И еще через час товарищ Бродский, торжествуя, лично отправился выпускать Гувера и Арбузьева. Так что, когда к Чарнолускому в Смольный ворвался Корабельников, вопрос был уже решен.
— Не беспокойтесь, не беспокойтесь, — сказал нарком. — Возможно, он уже ждет вас там, на Крестовском… хотя сомневаюсь, что он захочет возвращаться именно туда.

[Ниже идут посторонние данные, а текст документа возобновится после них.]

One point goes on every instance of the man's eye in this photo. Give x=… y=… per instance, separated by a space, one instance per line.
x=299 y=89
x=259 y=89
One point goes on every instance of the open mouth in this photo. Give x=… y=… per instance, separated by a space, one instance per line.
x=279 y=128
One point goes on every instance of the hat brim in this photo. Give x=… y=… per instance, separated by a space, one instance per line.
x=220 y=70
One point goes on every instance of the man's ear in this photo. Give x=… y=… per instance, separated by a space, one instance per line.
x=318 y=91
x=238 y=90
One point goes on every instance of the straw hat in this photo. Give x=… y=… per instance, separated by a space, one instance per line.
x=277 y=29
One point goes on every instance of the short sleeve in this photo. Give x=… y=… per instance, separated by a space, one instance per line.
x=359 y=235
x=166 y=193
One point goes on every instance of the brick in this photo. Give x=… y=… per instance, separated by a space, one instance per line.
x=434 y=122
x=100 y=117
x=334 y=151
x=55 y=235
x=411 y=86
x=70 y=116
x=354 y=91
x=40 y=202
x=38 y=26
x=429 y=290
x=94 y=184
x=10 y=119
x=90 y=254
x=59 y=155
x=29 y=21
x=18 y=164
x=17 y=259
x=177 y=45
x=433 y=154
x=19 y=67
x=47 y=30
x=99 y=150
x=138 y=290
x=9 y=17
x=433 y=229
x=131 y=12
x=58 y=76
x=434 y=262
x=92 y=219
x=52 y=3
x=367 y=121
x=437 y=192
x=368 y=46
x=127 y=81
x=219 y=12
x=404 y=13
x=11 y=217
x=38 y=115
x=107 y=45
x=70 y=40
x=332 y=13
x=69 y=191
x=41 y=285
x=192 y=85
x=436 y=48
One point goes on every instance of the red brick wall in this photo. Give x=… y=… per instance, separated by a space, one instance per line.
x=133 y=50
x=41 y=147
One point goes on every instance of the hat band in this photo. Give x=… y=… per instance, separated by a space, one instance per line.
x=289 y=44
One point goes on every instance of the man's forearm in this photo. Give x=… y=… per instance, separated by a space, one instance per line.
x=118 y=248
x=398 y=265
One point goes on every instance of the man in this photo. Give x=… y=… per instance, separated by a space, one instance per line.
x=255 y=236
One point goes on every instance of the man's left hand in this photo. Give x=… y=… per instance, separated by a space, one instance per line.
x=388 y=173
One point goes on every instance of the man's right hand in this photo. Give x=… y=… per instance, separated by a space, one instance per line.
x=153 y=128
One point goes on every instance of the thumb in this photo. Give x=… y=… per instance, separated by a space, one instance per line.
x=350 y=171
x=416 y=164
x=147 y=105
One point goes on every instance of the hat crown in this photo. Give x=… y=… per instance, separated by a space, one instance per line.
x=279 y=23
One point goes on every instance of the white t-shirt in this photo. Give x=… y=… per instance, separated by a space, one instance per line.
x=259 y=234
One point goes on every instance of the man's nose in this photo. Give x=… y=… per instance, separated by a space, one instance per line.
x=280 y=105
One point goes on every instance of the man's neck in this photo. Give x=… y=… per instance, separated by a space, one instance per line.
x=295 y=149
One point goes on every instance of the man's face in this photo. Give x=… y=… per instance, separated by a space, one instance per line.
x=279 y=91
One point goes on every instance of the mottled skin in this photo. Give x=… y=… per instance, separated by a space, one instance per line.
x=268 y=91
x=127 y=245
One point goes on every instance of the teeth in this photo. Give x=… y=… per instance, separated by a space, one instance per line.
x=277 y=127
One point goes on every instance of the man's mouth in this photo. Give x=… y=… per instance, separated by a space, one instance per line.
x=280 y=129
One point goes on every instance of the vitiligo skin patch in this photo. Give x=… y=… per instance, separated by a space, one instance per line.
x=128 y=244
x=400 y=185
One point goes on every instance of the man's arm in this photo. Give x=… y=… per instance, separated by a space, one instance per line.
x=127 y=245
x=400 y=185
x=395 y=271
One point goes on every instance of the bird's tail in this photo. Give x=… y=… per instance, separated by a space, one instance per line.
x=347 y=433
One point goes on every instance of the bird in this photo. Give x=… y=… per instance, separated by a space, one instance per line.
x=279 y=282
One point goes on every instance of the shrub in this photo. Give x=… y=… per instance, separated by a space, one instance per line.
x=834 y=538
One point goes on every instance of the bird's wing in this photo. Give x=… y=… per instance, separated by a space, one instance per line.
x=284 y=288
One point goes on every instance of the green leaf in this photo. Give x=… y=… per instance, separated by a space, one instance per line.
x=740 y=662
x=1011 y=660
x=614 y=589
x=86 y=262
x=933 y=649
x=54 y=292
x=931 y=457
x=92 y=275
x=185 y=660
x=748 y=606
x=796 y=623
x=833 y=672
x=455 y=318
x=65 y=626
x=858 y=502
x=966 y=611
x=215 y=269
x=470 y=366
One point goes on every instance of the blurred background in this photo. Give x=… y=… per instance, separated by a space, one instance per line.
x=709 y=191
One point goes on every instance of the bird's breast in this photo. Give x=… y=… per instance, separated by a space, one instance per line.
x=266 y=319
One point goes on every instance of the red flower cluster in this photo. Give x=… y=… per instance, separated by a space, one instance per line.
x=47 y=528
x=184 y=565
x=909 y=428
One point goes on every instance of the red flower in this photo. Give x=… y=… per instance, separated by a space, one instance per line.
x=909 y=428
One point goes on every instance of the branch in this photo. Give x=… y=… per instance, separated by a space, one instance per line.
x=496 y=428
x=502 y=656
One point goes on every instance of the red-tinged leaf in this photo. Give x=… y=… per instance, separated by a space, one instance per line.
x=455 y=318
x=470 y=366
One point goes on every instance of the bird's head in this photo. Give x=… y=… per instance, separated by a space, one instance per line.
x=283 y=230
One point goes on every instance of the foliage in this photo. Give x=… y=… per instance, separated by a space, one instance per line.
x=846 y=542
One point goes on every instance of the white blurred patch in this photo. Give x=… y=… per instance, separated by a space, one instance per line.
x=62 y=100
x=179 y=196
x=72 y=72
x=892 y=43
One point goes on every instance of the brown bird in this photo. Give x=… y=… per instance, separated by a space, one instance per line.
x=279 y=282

— Почему? — взвился Корабельников.
— Ну, знаете, — уклончиво пожал плечами Чарнолуский. — Все-таки семья, родители… Зайдет успокоить, чаю попить… Не хотите чаю? У меня настоящий.
— Я уже пил, — буркнул поэт.
10В семнадцатой камере Трубецкого бастиона к началу всей этой маленькой бури остался один человек, словно уравновешивавший своей неподвижной участью бурные перемены последних пяти месяцев. После увода Ватагина Оскольцев сидел в одиночестве.
Ватагин, всегда флегматичный и даже во время редких вспышек гнева утешительно нормальный, Ватагин, умевший и в тюрьме брюзжать так же, как брюзжал он, бывало, на заседаниях правительства или на газетных страницах, — в последнюю свою ночь что-то почувствовал и метался по камере, как зверь. Оскольцев, который как раз почему-то был безмятежен в тот вечер, не понимал, с чего бы вдруг такие метания; люди вроде Ватагина вовсе не обладают даром дальновидения, по части предсказаний они страшно близоруки и способны улавливать только ближайшие опасности, которые уже — вот, стучатся; Оскольцев был устроен ровно наоборот — он видел только далекое и не замечал того, что под носом. Вот почему в последнее время он успокоился: смерть настолько приблизилась, что вышла из его поля зрения.